Visualization of water transport in W 1/O/W 2 emulsions

Abstract

Water transport between two aqueous phases and through an intervening oil phase under osmotic pressure was observed and quantified visually using capillary video-microscopy. Under certain conditions, a new mechanism was observed directly, according to which the pure-water phase emulsifies spontaneously and the resulting emulsified droplets migrate to the saline aqueous phase. Another finding was the importance of the thickness of the oil phase, O, that separates two aqueous bodies, W 1 and W 2, in that it determines which transport mechanism of water between W 1 and W 2 will be predominant. Specifically, in a W 1/O/W 2 emulsion globule where W 1 represents the internal pure-water droplets and W 2 the suspending saline-water medium, when W 1 and W 2 were at visual contact, water transport occurred mainly through the hydrated surfactant mechanism. In the case of a visible minimum distance of separation between W 1 and W 2, measuring from a few to over 100 μm, the water transport rate was found to be significantly lower than the rate at visual contact and water migration occurred via spontaneously emulsified droplets and reverse micelles.

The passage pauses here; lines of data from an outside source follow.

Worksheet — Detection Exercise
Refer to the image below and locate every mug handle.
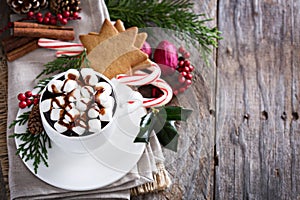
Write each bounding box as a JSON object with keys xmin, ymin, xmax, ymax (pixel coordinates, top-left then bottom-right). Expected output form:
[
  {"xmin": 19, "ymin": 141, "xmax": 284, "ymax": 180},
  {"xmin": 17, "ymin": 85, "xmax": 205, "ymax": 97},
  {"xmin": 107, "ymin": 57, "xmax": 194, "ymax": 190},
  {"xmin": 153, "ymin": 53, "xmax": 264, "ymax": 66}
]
[{"xmin": 117, "ymin": 91, "xmax": 143, "ymax": 117}]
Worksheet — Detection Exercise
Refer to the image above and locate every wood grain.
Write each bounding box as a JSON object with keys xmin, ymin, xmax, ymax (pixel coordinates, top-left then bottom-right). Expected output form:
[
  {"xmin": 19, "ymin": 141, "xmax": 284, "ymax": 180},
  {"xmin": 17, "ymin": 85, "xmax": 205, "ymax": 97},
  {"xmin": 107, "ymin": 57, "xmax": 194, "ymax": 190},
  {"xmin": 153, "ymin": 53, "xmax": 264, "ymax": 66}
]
[
  {"xmin": 134, "ymin": 0, "xmax": 218, "ymax": 199},
  {"xmin": 216, "ymin": 0, "xmax": 300, "ymax": 199}
]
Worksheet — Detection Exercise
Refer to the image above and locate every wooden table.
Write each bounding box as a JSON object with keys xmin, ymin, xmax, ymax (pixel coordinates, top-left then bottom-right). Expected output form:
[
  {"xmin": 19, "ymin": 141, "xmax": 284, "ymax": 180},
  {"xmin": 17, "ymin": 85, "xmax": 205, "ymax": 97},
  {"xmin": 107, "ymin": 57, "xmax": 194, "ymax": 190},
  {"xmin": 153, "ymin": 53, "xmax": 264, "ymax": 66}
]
[{"xmin": 1, "ymin": 0, "xmax": 300, "ymax": 199}]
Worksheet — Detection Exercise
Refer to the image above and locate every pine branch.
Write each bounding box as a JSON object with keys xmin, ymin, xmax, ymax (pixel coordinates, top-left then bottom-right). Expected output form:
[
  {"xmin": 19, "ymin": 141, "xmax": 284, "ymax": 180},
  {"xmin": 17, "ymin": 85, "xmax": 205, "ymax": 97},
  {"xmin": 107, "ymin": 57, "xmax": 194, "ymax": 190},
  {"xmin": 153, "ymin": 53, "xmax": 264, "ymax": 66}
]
[
  {"xmin": 34, "ymin": 76, "xmax": 54, "ymax": 94},
  {"xmin": 9, "ymin": 111, "xmax": 31, "ymax": 129},
  {"xmin": 105, "ymin": 0, "xmax": 222, "ymax": 61},
  {"xmin": 36, "ymin": 50, "xmax": 88, "ymax": 79},
  {"xmin": 11, "ymin": 130, "xmax": 51, "ymax": 174}
]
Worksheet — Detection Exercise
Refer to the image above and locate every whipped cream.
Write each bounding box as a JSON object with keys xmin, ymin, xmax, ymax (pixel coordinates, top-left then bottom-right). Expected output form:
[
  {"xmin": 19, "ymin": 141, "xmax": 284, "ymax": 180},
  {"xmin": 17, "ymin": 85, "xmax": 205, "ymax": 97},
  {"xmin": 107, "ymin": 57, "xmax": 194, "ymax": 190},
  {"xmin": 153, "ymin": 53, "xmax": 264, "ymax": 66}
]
[{"xmin": 41, "ymin": 68, "xmax": 116, "ymax": 136}]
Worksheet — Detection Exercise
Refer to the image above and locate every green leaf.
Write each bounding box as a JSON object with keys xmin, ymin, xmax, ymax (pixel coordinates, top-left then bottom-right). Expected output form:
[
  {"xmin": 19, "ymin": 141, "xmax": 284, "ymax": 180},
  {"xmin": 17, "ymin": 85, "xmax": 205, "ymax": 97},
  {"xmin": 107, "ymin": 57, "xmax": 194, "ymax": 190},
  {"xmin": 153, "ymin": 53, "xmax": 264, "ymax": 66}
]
[
  {"xmin": 163, "ymin": 106, "xmax": 193, "ymax": 121},
  {"xmin": 134, "ymin": 112, "xmax": 155, "ymax": 143},
  {"xmin": 156, "ymin": 121, "xmax": 179, "ymax": 152}
]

In all cases, the transport rate was independent of the size of the water droplets and the oil globule, and in the case of no visual contact, it was also independent of the minimum separation distance between W 1 and W 2. This result implies that, under the experimental conditions used, the water transport rate in W 1/O/W 2 emulsions is controlled by interfacial processes, rather than being diffusion controlled as has been suggested by previous work.